Lisa and Dan Verhil's annual chili cook-off generated over $400,000 for local charities over 36 years. Photo via Facebook

Citing “excessive regulations” and fees, a downtown bar owner has canceled his longtime annual charity fundraiser.

Dan Verhil — owner of The Cottage Bar & Restaurant at 18 La Grave Ave. SE in downtown Grand Rapids — said Tuesday his establishment will not host the Cottage Bar Chili Cook-Off this September as planned.

The event was held for 36 years and generated “more than $400,000” for local charities, Verhil said.

Past beneficiaries included Gilda’s Club Grand Rapids, the American Red Cross and the National Kidney Foundation.

“For most of the years, the city was cooperative and the fees reasonable, but the past two to three years, the fees, requirements, inspections and review boards have gotten ridiculous, and there is no money left to benefit a charity, which was the whole point of the event,” Verhil said.

“Last year, I paid over $2,600 in fees to city, county and state to stage the event and only raised $1,000 to the charity after all was paid for.”

Verhil said the county fee was for a health department license, and the state fee was for licensing the sale of alcohol outdoors.

Evette Pittman, city of Grand Rapids special events supervisor, said Verhil’s fees are the same as what other street parties, downtown events and festivals would pay the city: a permit fee, a road closing fee, a fee for hooding the parking meters and an inspection fee.

“We want to make sure people are safe and have fun,” she said.

Pittman also noted due to a “restructuring” last year, Verhil’s fees for this year were set to decrease by a third, to a total of $575.

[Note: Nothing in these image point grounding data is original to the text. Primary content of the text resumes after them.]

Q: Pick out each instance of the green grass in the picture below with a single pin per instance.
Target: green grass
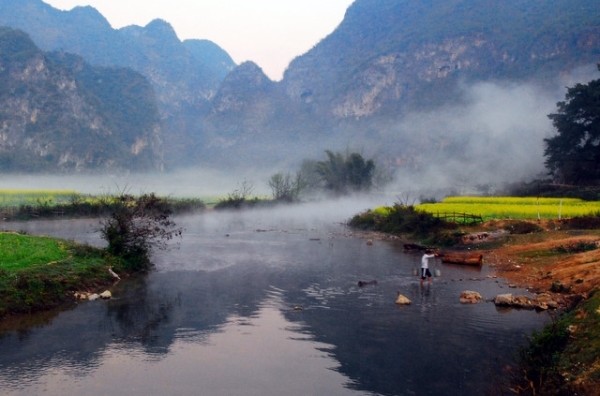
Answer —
(28, 204)
(38, 273)
(16, 197)
(19, 251)
(514, 207)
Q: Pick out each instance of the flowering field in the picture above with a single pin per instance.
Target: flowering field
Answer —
(513, 207)
(16, 197)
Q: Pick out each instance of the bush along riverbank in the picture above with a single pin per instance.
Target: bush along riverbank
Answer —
(559, 257)
(40, 273)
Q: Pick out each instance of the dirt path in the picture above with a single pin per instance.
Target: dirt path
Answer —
(553, 264)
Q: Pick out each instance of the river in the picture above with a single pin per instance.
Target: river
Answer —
(267, 303)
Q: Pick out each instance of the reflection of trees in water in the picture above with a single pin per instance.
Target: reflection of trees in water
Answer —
(148, 312)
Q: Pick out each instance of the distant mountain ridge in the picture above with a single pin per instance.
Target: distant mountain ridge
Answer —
(59, 114)
(185, 75)
(358, 88)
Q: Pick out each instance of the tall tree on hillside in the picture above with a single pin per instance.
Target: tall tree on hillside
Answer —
(346, 173)
(573, 155)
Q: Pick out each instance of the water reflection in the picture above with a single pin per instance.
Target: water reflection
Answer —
(258, 307)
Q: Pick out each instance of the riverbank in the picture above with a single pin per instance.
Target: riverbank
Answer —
(564, 358)
(41, 273)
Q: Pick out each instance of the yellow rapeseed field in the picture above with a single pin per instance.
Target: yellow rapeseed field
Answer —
(513, 207)
(16, 197)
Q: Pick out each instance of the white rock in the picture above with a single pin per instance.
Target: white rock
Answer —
(470, 297)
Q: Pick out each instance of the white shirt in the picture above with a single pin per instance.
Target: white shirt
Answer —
(425, 260)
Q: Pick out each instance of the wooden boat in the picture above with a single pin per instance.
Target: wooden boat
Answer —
(465, 258)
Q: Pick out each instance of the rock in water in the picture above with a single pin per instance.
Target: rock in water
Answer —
(470, 297)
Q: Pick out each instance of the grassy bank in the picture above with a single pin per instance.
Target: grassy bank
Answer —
(564, 358)
(39, 273)
(32, 204)
(523, 208)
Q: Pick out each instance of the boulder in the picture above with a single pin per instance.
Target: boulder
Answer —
(402, 300)
(504, 300)
(470, 297)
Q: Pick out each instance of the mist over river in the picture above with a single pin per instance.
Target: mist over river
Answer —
(266, 302)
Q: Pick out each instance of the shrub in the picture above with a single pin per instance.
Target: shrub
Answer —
(136, 226)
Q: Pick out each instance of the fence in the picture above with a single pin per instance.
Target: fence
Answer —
(459, 218)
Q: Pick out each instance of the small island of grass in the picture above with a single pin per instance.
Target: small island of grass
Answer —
(38, 273)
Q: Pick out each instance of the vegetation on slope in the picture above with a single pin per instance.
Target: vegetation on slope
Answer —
(39, 272)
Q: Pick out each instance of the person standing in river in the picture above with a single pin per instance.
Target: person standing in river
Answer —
(425, 273)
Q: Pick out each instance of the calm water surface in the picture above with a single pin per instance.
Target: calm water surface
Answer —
(220, 316)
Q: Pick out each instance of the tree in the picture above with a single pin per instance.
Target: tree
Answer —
(345, 173)
(137, 226)
(573, 155)
(286, 187)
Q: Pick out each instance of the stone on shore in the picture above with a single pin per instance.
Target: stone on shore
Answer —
(470, 297)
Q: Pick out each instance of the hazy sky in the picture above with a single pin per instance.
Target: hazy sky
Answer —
(269, 32)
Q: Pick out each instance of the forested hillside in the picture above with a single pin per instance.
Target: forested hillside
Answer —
(57, 113)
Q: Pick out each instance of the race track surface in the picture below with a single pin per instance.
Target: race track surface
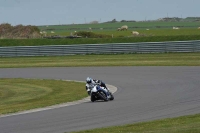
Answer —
(144, 94)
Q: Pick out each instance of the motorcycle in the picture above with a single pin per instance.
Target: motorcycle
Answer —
(98, 92)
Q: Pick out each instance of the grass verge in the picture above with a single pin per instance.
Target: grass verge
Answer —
(184, 124)
(162, 59)
(24, 94)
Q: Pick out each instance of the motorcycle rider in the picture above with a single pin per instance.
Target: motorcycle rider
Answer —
(91, 82)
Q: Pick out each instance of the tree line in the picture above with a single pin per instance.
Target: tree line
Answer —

“The special event fees cover costs and don’t generate revenue for the city,” Pittman said. “We have 40 new events coming to the city of Grand Rapids, and everyone goes through the same process to obtain a permit.”

Verhil said the city “never gave him a reason” why the fees and “excessive regulations” were in place.

Pittman said the city plans to reach out to Verhil to ensure the event can go forward in the future.

“The city is excited to work with event planners to make sure these events happen,” she said. “We want to be a vibrant city.”

Cottage Bar

Founded as a sandwich shop in 1927 by Earl and Marie Coons, The Cottage Bar & Restaurant says it is “the oldest bar in downtown Grand Rapids” and was the first to get a liquor license after Prohibition ended on Dec. 5, 1933.

The establishment has been in business 91 years, and 2018 is its 51st year of ownership by the Verhil family.